当前位置:网站首页>BasicVSR++: Improving Video Super-Resolutionwith Enhanced Propagation and Alignment
BasicVSR++: Improving Video Super-Resolutionwith Enhanced Propagation and Alignment
2022-07-04 07:00:00 【mytzs123】
Abstract
Recursive structure is a common framework choice for video super-resolution tasks . The most advanced method BasicVSR Adopt two-way propagation and feature alignment , Effectively use the information in the whole input video . In this study , We redesign it by proposing the alignment of second-order mesh propagation and flow guided deformation BasicVSR. We show that , By enhancing the recursive framework of propagation and alignment , The spatiotemporal information in the misplaced video frames can be used more effectively . Under similar computational constraints , New components can improve performance . especially , Our model BasicVSR++ When the number of parameters is similar ,PSNR Than BasicVSR Higher than 0.82 dB. In addition to video super resolution ,BasicVSR++ It can also be well extended to other video recovery tasks , Such as compressed video enhancement . stay 2021 Of NTIRE in ,BasicVSR++ Won three champions and one runner up in the video super-resolution and compressed video enhancement challenges .
1. Introduction
Video super resolution (VSR) Challenging , Because people need to collect supplementary information of misplaced video frames for recovery . A popular method is sliding window frames [9、32、35、38], Each frame in the video is recovered by using the frames in a short time window . Different from sliding window frame , Recursive frameworks try to exploit long-term dependencies by propagating underlying features . Generally speaking , Compared with the method in sliding window frame , These methods [8、10、11、12、14、27] Allow more compact models . However , The problem of transmitting long-term information and cross frame alignment features in the cyclic model is still difficult .
Chan A recent study by et al.

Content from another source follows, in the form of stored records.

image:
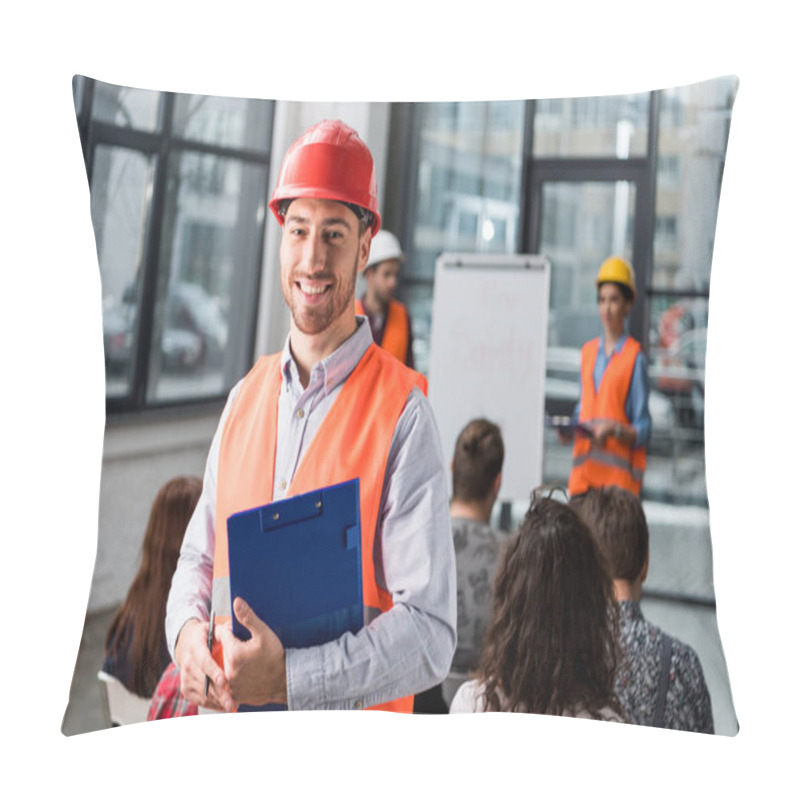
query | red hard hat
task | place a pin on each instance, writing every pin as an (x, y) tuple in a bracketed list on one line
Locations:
[(328, 162)]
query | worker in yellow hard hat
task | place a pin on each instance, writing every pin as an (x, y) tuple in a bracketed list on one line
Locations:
[(612, 415), (388, 318)]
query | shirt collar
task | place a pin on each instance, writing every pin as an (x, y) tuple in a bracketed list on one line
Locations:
[(333, 369), (630, 609)]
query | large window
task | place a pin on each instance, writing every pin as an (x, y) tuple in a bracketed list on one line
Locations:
[(178, 198), (577, 180)]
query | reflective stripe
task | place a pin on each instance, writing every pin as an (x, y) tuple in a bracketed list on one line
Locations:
[(609, 459), (371, 613)]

Examined these issues carefully . It will be common VSR The pipeline is divided into four parts , namely spread 、 alignment 、 Aggregation and upsampling , And put forward the basic VSR. stay BasicVSR in , Two way propagation technology is used to extract information from the whole input video for reconstruction . For alignment , Use optical flow to distort features .BasicVSR It is a simple and powerful trunk , Here you can easily add components to improve performance . However , Its rudimentary design in communication and alignment limits the power of information aggregation . therefore , The network is often difficult to recover fine details , Especially when dealing with occluded complex areas . These shortcomings require us to carry out perfect design in terms of communication and arrangement .

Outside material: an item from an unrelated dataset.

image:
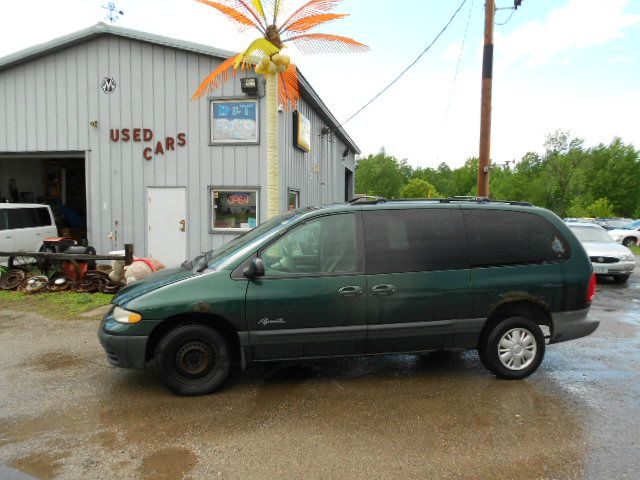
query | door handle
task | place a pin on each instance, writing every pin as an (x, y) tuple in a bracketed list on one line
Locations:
[(384, 289), (350, 291)]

In this work , We design second order grid The deformable arrangement guided by propagation and flow is redesigned BasicVSR, So that information can be spread and gathered more effectively .

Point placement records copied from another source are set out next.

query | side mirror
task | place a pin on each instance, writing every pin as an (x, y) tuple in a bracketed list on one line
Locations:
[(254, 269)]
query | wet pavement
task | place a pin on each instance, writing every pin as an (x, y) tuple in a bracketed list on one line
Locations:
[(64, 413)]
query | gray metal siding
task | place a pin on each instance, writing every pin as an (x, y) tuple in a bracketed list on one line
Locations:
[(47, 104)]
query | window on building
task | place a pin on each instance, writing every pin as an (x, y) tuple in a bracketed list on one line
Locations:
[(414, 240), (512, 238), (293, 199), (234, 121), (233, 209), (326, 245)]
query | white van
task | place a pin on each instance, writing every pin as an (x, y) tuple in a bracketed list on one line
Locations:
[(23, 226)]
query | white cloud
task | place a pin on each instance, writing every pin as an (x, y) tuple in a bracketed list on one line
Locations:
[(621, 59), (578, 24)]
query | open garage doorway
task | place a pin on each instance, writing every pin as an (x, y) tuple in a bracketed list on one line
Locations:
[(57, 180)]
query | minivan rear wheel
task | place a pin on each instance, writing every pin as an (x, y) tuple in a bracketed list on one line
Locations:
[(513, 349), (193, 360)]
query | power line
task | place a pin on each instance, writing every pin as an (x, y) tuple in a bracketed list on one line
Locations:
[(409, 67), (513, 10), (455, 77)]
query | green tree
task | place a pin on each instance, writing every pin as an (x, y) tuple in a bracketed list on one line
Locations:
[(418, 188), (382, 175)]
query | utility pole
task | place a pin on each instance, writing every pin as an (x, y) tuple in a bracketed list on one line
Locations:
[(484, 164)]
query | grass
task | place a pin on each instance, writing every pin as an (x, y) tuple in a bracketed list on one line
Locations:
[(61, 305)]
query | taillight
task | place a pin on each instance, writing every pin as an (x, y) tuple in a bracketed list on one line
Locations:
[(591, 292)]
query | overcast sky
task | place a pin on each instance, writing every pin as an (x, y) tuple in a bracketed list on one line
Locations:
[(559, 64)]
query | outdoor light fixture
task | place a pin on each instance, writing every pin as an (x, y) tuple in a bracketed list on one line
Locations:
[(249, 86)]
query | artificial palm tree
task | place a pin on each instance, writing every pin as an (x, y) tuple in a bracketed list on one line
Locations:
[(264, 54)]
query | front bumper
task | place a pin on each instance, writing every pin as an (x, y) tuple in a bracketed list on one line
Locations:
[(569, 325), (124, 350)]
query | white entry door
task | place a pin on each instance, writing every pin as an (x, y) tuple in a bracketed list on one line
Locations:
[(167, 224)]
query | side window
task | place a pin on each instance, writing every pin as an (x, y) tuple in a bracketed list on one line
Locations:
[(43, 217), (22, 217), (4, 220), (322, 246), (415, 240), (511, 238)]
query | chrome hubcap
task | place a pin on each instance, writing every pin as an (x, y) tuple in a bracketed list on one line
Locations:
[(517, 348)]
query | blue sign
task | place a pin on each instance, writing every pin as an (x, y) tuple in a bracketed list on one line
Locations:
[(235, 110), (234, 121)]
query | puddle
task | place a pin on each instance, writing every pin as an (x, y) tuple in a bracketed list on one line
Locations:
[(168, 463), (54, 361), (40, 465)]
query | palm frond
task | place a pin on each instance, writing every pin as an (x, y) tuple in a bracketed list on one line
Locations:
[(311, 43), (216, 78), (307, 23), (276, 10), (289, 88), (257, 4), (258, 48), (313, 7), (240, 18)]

1、 Proposed second-order grid propagation , Pictured 1(a) Shown , It's solved BasicVSR Two limitations of :i) We allow more active two-way communication , Arrange in a grid , and ii) Let's relax BasicVSR Assumption of first-order Markov attributes in , And connect the second order [28] Integrate into the network , So that information can be aggregated from different space-time positions . These two modifications have improved the information flow in the network , It improves the robustness of the network to occlusion and small areas .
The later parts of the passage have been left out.